Dicha organización agrupa a 540 familias que resguardan más de 370 000 hectáreas de bosques en pie en las regiones San Martín y Amazonas. Todas ellas están distribuidas en 16 asociaciones para la conservación comunal (jurídicamente establecidas) y 4 Áreas de Conservación Privada (ACP), que son terrenos de protección reconocidos por el Servicio Nacional de Áreas Naturales Protegidas por el Estado (Sernanp), organismo adscrito al Ministerio del Ambiente (Minam).
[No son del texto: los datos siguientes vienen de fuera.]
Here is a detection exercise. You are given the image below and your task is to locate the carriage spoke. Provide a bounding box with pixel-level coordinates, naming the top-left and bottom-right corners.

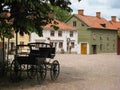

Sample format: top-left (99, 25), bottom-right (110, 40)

top-left (27, 65), bottom-right (37, 79)
top-left (10, 60), bottom-right (21, 81)
top-left (37, 62), bottom-right (47, 83)
top-left (50, 60), bottom-right (60, 81)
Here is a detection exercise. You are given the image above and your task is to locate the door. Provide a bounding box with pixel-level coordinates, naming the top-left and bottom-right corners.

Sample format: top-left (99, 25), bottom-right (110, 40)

top-left (81, 43), bottom-right (87, 54)
top-left (117, 38), bottom-right (120, 55)
top-left (92, 45), bottom-right (97, 54)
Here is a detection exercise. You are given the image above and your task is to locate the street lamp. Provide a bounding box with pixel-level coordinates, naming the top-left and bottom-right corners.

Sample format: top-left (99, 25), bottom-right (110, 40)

top-left (67, 38), bottom-right (71, 53)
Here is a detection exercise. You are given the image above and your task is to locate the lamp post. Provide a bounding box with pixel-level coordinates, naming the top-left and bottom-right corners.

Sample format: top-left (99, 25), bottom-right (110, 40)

top-left (67, 38), bottom-right (71, 53)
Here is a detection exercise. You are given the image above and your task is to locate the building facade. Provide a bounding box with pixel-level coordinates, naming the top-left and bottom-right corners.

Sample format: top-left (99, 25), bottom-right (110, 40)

top-left (30, 20), bottom-right (78, 53)
top-left (66, 9), bottom-right (118, 54)
top-left (109, 16), bottom-right (120, 55)
top-left (6, 33), bottom-right (30, 54)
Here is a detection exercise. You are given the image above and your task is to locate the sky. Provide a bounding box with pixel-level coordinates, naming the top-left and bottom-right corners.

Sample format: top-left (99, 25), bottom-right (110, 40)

top-left (70, 0), bottom-right (120, 21)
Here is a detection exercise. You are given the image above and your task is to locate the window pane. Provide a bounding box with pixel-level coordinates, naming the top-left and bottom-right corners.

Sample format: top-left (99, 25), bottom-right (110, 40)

top-left (71, 42), bottom-right (74, 48)
top-left (70, 31), bottom-right (73, 37)
top-left (20, 41), bottom-right (24, 45)
top-left (73, 21), bottom-right (76, 27)
top-left (58, 31), bottom-right (62, 37)
top-left (59, 42), bottom-right (63, 48)
top-left (50, 30), bottom-right (54, 36)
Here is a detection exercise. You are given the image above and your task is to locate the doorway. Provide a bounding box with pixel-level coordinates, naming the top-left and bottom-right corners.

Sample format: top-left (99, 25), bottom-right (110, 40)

top-left (92, 45), bottom-right (97, 54)
top-left (81, 43), bottom-right (87, 54)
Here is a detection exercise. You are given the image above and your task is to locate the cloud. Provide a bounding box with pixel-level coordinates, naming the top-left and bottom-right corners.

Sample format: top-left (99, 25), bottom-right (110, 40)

top-left (70, 0), bottom-right (120, 20)
top-left (109, 0), bottom-right (120, 8)
top-left (87, 0), bottom-right (107, 6)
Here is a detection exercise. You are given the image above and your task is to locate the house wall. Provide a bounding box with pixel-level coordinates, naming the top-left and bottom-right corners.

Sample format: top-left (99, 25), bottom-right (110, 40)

top-left (10, 33), bottom-right (29, 45)
top-left (89, 28), bottom-right (117, 54)
top-left (66, 16), bottom-right (90, 42)
top-left (5, 33), bottom-right (30, 54)
top-left (66, 16), bottom-right (91, 54)
top-left (30, 29), bottom-right (78, 53)
top-left (66, 16), bottom-right (117, 54)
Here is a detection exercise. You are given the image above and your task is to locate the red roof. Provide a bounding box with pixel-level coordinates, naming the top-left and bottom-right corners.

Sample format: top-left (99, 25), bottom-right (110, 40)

top-left (44, 20), bottom-right (76, 31)
top-left (109, 21), bottom-right (120, 30)
top-left (75, 14), bottom-right (117, 30)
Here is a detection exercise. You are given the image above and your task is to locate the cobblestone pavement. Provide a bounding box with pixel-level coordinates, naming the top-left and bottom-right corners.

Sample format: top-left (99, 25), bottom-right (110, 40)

top-left (3, 54), bottom-right (120, 90)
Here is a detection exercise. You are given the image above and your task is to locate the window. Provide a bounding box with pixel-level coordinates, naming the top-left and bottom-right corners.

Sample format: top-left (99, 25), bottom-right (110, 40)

top-left (81, 23), bottom-right (85, 26)
top-left (100, 23), bottom-right (106, 28)
top-left (73, 21), bottom-right (76, 27)
top-left (20, 41), bottom-right (24, 45)
top-left (107, 43), bottom-right (109, 50)
top-left (20, 41), bottom-right (24, 48)
top-left (70, 31), bottom-right (73, 37)
top-left (92, 32), bottom-right (96, 40)
top-left (50, 42), bottom-right (53, 46)
top-left (51, 42), bottom-right (57, 47)
top-left (11, 42), bottom-right (15, 50)
top-left (50, 30), bottom-right (55, 36)
top-left (59, 42), bottom-right (63, 48)
top-left (58, 31), bottom-right (62, 37)
top-left (71, 42), bottom-right (75, 48)
top-left (113, 44), bottom-right (115, 50)
top-left (100, 33), bottom-right (103, 40)
top-left (100, 44), bottom-right (103, 51)
top-left (107, 35), bottom-right (110, 41)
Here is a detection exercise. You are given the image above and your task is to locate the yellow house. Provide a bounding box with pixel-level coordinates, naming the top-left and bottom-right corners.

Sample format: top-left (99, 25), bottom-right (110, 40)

top-left (5, 32), bottom-right (30, 54)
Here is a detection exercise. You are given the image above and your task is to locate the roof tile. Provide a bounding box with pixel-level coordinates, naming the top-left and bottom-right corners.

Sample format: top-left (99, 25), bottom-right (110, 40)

top-left (109, 21), bottom-right (120, 30)
top-left (75, 14), bottom-right (117, 30)
top-left (44, 20), bottom-right (76, 31)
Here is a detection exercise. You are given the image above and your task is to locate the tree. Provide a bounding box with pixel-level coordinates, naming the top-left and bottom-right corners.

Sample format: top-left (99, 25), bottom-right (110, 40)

top-left (0, 0), bottom-right (81, 37)
top-left (0, 0), bottom-right (81, 76)
top-left (50, 4), bottom-right (72, 22)
top-left (0, 1), bottom-right (13, 39)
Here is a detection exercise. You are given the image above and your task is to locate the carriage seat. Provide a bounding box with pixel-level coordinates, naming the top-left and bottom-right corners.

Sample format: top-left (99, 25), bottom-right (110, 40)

top-left (29, 47), bottom-right (55, 58)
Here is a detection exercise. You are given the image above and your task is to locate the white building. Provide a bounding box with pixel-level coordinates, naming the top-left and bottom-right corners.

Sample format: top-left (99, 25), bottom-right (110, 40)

top-left (30, 20), bottom-right (78, 53)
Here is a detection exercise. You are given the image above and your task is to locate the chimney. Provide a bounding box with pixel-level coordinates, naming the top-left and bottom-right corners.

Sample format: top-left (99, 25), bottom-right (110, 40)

top-left (96, 12), bottom-right (101, 18)
top-left (78, 9), bottom-right (84, 15)
top-left (111, 16), bottom-right (116, 22)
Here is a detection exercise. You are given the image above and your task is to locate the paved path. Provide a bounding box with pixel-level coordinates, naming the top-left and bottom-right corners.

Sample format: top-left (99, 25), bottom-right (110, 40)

top-left (3, 54), bottom-right (120, 90)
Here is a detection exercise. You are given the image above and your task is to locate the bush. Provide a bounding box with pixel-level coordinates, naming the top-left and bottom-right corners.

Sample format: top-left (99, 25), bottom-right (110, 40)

top-left (0, 61), bottom-right (10, 78)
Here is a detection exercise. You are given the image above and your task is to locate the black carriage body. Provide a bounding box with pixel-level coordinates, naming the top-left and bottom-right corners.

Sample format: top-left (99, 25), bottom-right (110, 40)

top-left (15, 43), bottom-right (56, 65)
top-left (10, 42), bottom-right (59, 82)
top-left (15, 56), bottom-right (36, 65)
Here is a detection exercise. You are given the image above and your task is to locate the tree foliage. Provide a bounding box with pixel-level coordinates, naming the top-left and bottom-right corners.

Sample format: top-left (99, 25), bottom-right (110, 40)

top-left (0, 0), bottom-right (80, 38)
top-left (0, 1), bottom-right (13, 39)
top-left (50, 5), bottom-right (72, 22)
top-left (118, 31), bottom-right (120, 38)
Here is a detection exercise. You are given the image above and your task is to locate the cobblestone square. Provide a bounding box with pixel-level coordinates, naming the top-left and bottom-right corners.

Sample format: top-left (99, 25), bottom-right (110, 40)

top-left (3, 54), bottom-right (120, 90)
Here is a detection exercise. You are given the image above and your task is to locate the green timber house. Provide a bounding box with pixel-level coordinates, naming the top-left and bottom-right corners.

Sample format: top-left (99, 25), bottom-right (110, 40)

top-left (66, 9), bottom-right (118, 54)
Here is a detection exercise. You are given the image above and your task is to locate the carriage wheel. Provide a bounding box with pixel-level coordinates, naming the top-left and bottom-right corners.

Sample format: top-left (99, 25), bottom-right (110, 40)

top-left (50, 60), bottom-right (60, 81)
top-left (27, 64), bottom-right (37, 79)
top-left (10, 60), bottom-right (21, 81)
top-left (37, 62), bottom-right (47, 83)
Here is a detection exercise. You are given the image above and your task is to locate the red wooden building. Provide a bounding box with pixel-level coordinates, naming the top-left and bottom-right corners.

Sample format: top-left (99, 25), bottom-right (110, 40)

top-left (117, 38), bottom-right (120, 55)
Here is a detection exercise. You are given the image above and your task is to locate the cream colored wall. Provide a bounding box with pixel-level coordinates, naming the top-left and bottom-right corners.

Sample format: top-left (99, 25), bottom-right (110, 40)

top-left (9, 33), bottom-right (30, 45)
top-left (4, 33), bottom-right (29, 53)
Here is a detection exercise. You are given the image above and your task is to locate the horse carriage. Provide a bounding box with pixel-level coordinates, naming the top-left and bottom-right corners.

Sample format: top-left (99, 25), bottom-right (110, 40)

top-left (10, 42), bottom-right (60, 82)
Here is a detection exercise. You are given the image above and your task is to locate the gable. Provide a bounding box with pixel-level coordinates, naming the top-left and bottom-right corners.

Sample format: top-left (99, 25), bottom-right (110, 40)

top-left (66, 14), bottom-right (89, 28)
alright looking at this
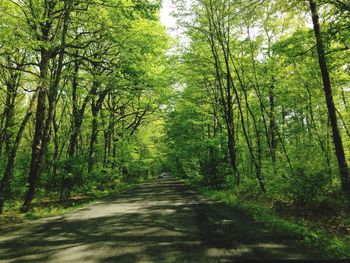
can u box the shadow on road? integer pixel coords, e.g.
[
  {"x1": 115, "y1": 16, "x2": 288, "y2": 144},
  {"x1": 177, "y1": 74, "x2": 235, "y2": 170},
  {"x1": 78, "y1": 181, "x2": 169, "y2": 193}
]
[{"x1": 0, "y1": 178, "x2": 343, "y2": 262}]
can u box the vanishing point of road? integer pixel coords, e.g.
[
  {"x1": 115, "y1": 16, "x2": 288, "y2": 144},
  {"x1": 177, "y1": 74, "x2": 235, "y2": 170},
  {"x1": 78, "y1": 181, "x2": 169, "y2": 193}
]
[{"x1": 0, "y1": 177, "x2": 336, "y2": 262}]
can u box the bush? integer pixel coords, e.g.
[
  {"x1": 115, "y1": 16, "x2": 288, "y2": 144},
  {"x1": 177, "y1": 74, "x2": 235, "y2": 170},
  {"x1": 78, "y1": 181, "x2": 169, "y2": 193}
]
[{"x1": 286, "y1": 167, "x2": 332, "y2": 210}]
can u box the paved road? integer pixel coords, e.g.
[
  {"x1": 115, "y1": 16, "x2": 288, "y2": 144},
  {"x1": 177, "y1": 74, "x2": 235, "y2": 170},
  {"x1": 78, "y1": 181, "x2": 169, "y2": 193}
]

Al respecto, Álvaro Prada Guadalupe, gerente de Cooperamaz, indica que los socios de esta organización se encargan de preservar el patrimonio natural, forestal y de fauna silvestre en sus territorios de manera voluntaria y sin ningún incentivo por ello. “Lo hacemos porque estamos firmemente comprometidos con la conservación, el desarrollo territorial sostenible y la mejora de la calidad de vida de nuestros asociados”, afirma.

La cooperativa nació en 2018, a iniciativa de la Red de Conservación Voluntaria y Comunal “Amazonía Que Late” y la Asociación Amazónicos por la Amazonía (AMPA), impulsando actividades económicas que puedan desarrollarse sin dañar los bosques y a la vez potenciar cadenas productivas sostenibles, teniendo en cuenta actividades de investigación e innovación para favorecer la agricultura familiar.

Para tal efecto, los asociados trabajan en cadenas productivas de aprovechamiento integral del fruto de cacao, café, coco, quinua, miel de abeja y aguaje. Y, según Prada Guadalupe, el 20 % de los beneficios económicos generados por la venta de estos productos son destinados a financiar las labores de los ‘Guardianes del bosque’, es decir, aquellas personas que se dedican a cuidar nuestra Amazonía.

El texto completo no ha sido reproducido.